In the mixing of the bleach, the active hypochlorite is dissolved while the inert lime and other insoluble impurities remain. Usually the bleach is thoroughly mixed with a small amount of water into a paste or cream so as to break up the lumps, then more water is added and the whole transferred to the solution tank, and agitated until a thoroughly homogeneous solution is obtained.
As it is very important that the solution be of the same strength throughout, and as this mixing is a laborious process, a power mixer should always be installed except, perhaps, for very small quantities. After all the hypochlorite has been dissolved and the solution once properly stirred up, the strength remains the same throughout the tank.
In some plants the contents of a whole container of bleach are washed out into the solution tank by means, of a stream of water from a hose, and the whole agitated until a thorough solution is obtained. In the mixing, care must be used to get the material thoroughly broken up and agitated so that all the hypochlorite will be dissolved or else a considerable amount of material will be wasted. The writer has known of over fifty per cent waste, due to improper methods of mixing. He has suggested a mixer in the form of a mill or grinder, so that the bleach could be fed through and ground with a stream of water. This he believes would break up lumps and hasten the process.
One should not attempt to dissolve too much hypochlorite in a given amount of water. The solubility of bleach is only about five per cent, and a five per cent solution is difficult to obtain and difficult to handle. It is much better, when possible, to use a weaker solution, say two or three per cent. It is usually better to keep the solution the same strength by mixing the required number of pounds according to the strength of the dry powder, and to vary the dose by changing the feeding device.

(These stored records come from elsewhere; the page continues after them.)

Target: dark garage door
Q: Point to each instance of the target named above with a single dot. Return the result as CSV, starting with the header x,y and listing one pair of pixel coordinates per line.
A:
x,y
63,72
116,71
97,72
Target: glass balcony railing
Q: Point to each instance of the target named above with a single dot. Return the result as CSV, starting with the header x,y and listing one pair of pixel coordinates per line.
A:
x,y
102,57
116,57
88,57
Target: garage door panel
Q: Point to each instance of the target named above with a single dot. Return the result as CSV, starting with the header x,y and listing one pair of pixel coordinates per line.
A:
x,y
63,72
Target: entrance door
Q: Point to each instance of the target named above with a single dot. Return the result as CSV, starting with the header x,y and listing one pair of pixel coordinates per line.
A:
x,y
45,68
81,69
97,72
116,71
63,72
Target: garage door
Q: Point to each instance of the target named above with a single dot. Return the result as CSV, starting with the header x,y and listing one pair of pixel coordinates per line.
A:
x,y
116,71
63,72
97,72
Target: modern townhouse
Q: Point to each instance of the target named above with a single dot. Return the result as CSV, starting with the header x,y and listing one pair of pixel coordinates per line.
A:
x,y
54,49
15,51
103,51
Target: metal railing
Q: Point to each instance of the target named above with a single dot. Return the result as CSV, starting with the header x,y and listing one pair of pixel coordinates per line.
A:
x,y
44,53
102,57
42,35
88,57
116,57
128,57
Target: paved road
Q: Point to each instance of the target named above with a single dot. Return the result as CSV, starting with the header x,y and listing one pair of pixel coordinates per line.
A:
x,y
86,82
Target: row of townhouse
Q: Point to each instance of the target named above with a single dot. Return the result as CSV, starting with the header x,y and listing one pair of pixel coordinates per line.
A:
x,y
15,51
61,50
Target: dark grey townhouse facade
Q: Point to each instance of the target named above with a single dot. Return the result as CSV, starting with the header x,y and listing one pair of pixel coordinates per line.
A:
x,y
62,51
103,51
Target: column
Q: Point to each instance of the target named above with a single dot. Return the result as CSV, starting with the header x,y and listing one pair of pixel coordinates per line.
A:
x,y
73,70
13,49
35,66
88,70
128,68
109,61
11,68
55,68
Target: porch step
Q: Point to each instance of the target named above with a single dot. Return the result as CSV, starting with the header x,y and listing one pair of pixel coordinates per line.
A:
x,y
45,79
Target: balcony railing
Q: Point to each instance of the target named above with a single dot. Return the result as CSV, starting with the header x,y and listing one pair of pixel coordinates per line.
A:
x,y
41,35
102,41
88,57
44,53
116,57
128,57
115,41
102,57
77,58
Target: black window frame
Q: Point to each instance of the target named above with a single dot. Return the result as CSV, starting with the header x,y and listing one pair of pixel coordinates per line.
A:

A rod should be laid off, showing the number of pounds to be used for different depths of water in the tank, from the top down, so that if all of the solution is not run out the rod will show immediately the number of pounds to be used for the amount of water necessary to fill up the tank.”
Commentary: This article was published about six years after the startup of the chloride of lime (calcium hypochlorite) feed system ordered by Dr. John L. Leal and built by George Warren Fuller at Boonton Reservoir—see schematic of Fuller’s chemical feed system below. The description of the chloride of lime feed system for sewage treatment plants (above) is very similar to the one shown below. The article is also quite honest about the many problems with using chloride of lime as a source of chlorine to disinfect water. None of these issues were brought to light during the optimistic testimony given by Leal and the other defendant witnesses at the second Jersey City trial. Over time, chloride of lime feed systems were replaced with pressurized systems feeding chlorine gas from storage tanks of liquid chlorine stored under pressure.